Es increíble como los adultos crecemos y crecemos sin parar; pero por esas ironías de las vida, conforme pasa el tiempo, nos vamos adentrando más y más en ese niño que alguna vez fuimos. Será porque ese niño siempre está allí, observándonos desde el interior de nuestra alma, esperándonos. Pero… ¿Esperando qué? De manera paciente aguarda que lo escuchemos, y como adultos que somos lo ayudemos a resolver lo que quedó inconcluso en el pasado. Muchas veces desea un abrazo, otras una palabra de aliento, o porque no que jueguen con él.
Aunque te crezca pelo en el rostro, tu cuerpo aloje vida o tu cabello se vuelva blanco, ese niño nunca crecerá, y será por siempre un infante.
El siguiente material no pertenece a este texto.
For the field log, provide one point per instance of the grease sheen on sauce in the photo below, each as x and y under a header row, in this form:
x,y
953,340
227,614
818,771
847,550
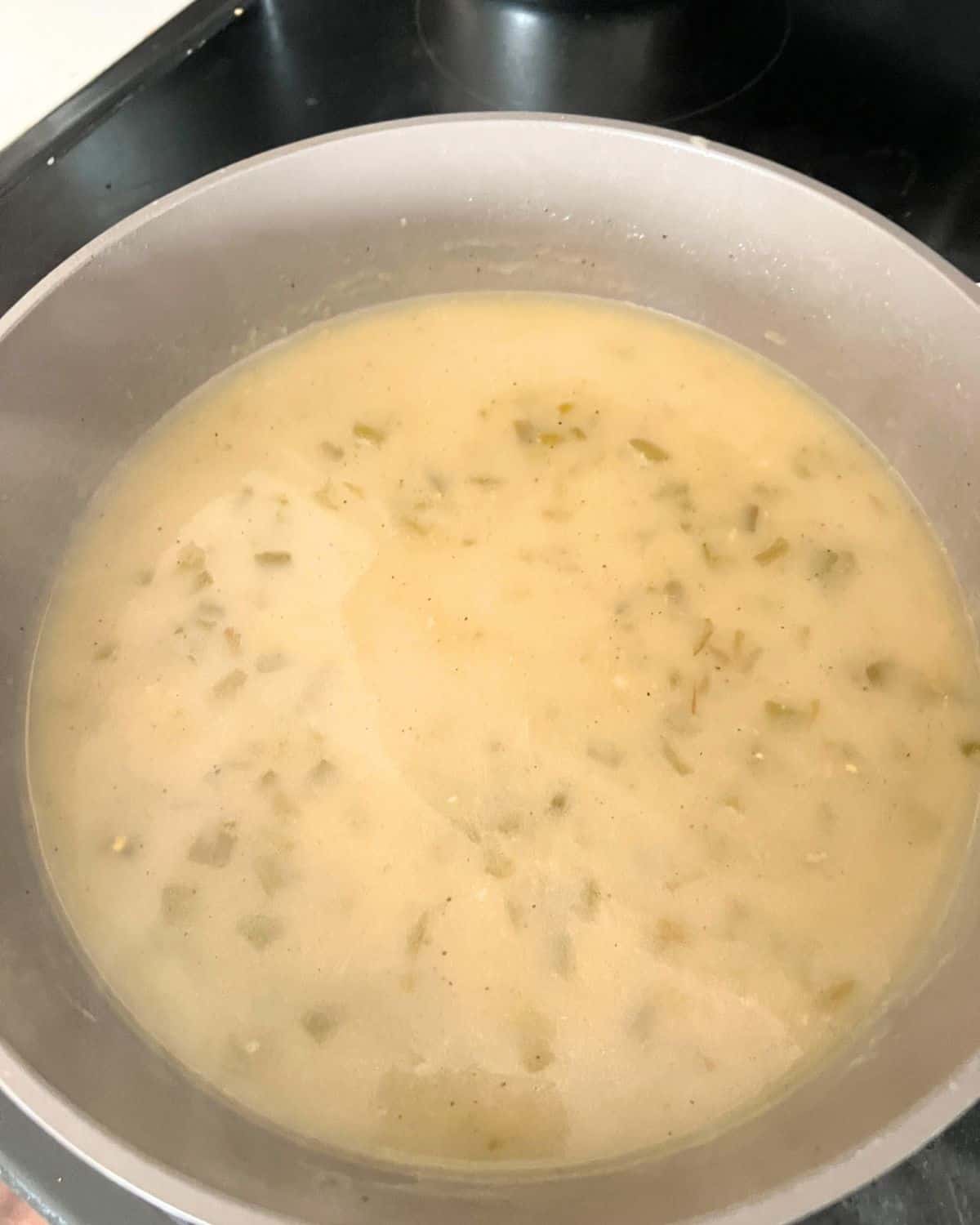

Siempre imagino a mi niño interior en guardapolvos y con tres años; carita blanca y peinado “raya al costado”. Me mira sentado en un cantero y está allí para mi, nunca se va, nunca me abandona, jamás crece. Con el paso de los años me he dado cuenta de que mis problemas no eran solamente míos… eran suyos. Cuando no podía rendir mis finales y lloraba, no era mi problema sino de aquel niño que se sentía presionado por su madre; cuando tenía problemas para relacionarme en el trabajo, no era mi problema sino de aquel niño al que le hacían bullyn en la escuela; cuando gritaba en las discusiones y peleaba, no era mi problema sino de aquel niño que no se sentía escuchado por su entorno.
Cuando pude identificar lo que sucedía, pude también ayudar al niño, y cuando lo ayude… esos problemas pasaron a formar, definitivamente, parte de nuestro pasado.